There was a noise in her ear, not unlike the squeak of a door. A…groan? Junius? Her heart started walloping against her ribs. At her back, she felt the first flutterings of movement as the corpse began to revive. Then it began struggling, then thrashing, then jerking so violently she was forced to tell it, in no uncertain terms, to have a care, there are others involved in this, you know.

‘Claudia?’

‘Orbilio?’ I do not believe this! ‘Did you do this on purpose, for a cheap thrill?’

‘This doesn’t come cheap,’ he laughed, shaking his ankles. ‘I’ll be charging you twenty sesterces at least.
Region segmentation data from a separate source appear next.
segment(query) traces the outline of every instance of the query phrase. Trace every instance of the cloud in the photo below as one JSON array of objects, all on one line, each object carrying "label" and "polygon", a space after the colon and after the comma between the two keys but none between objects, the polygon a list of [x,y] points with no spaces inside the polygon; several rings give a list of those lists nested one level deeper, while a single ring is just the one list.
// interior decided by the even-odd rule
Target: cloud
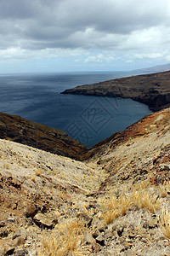
[{"label": "cloud", "polygon": [[127,52],[134,58],[164,57],[169,24],[169,0],[1,0],[0,55],[72,51],[88,53],[86,62],[110,61]]},{"label": "cloud", "polygon": [[115,59],[114,56],[110,55],[98,54],[96,55],[88,56],[84,61],[85,62],[103,62],[103,61],[110,62],[114,59]]}]

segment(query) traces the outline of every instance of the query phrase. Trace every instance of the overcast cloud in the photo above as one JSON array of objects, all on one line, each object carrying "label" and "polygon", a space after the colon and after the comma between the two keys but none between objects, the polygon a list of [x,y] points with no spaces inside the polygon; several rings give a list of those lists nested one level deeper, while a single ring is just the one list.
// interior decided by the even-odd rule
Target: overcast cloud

Do you know where we are?’

‘The old fruit store, and I won’t pay a quadran over twelve.’ Then she reminded him that, if he pleased, there were other ankles attached to his.

‘Make it eight and you’re on.’ He gave another kick. ‘The rope has a bit of slack in it, can you feel it? If we can just roll from side to side and loosen it-’

Like a landlocked hippopotamus, they wallowed and rolled, rolled and wallowed, momentum gathering all the time.

‘Oooof!’

She heard the air spurt out of his lungs as she landed smack on top of him. ‘Don’t blame me, this was your idea.’

‘Ptth.’ She heard him spit out a mouthful of dirt. ‘Can (wheeze) you (wheeze) wriggle your foot free?’

‘I can see a rope dangling from the rafters.’

‘Could you (rasp) hurry?’

‘We could climb that-’

‘Claudia? Ple-eeze?’

‘-and escape through the roof.’

‘Claudia, move your godsdamned foot!’

‘Don’t shout, I’m only trying to help!’ Her face screwed tight in concentration. ‘Yess!’

Puffing, they rolled on to their sides, Orbilio gasping for air for what she told him was a very selfish amount of time and would he please let her know when he’d finished playing with the dust in his mouth, so they could at least shuffle into a sitting position.

‘If we could find a rough edge,’ he said, oblivious to the verbal spillages, ‘we could saw through these ropes.’

‘Try using your tongue.’

He ignored that as well. ‘But we’ll need to stand up, so…on the count of three, right? One, two-are you trying?’ He supposed the raspberry meant yes. ‘Again. One, two-up!’

‘You said on the count of three.’

‘That was three.’

‘It was only two.’

‘All right, all right, this is no time to argue. One, two, three. PUSH!’

Backs together, they thrust their way to a standing position.

‘First it was sherbet,’ he said, ‘then it was milk.’

Claudia’s eyebrows furrowed. ‘You took the trouble to sniff the contents of the jug before it landed on your head?’

‘You were the only one who was knocked out,’ he chuckled. ‘Tonight, when I went to my room for my sword after Macer set up the hue and cry, I realized, somewhat belatedly, that my milk had been laced.’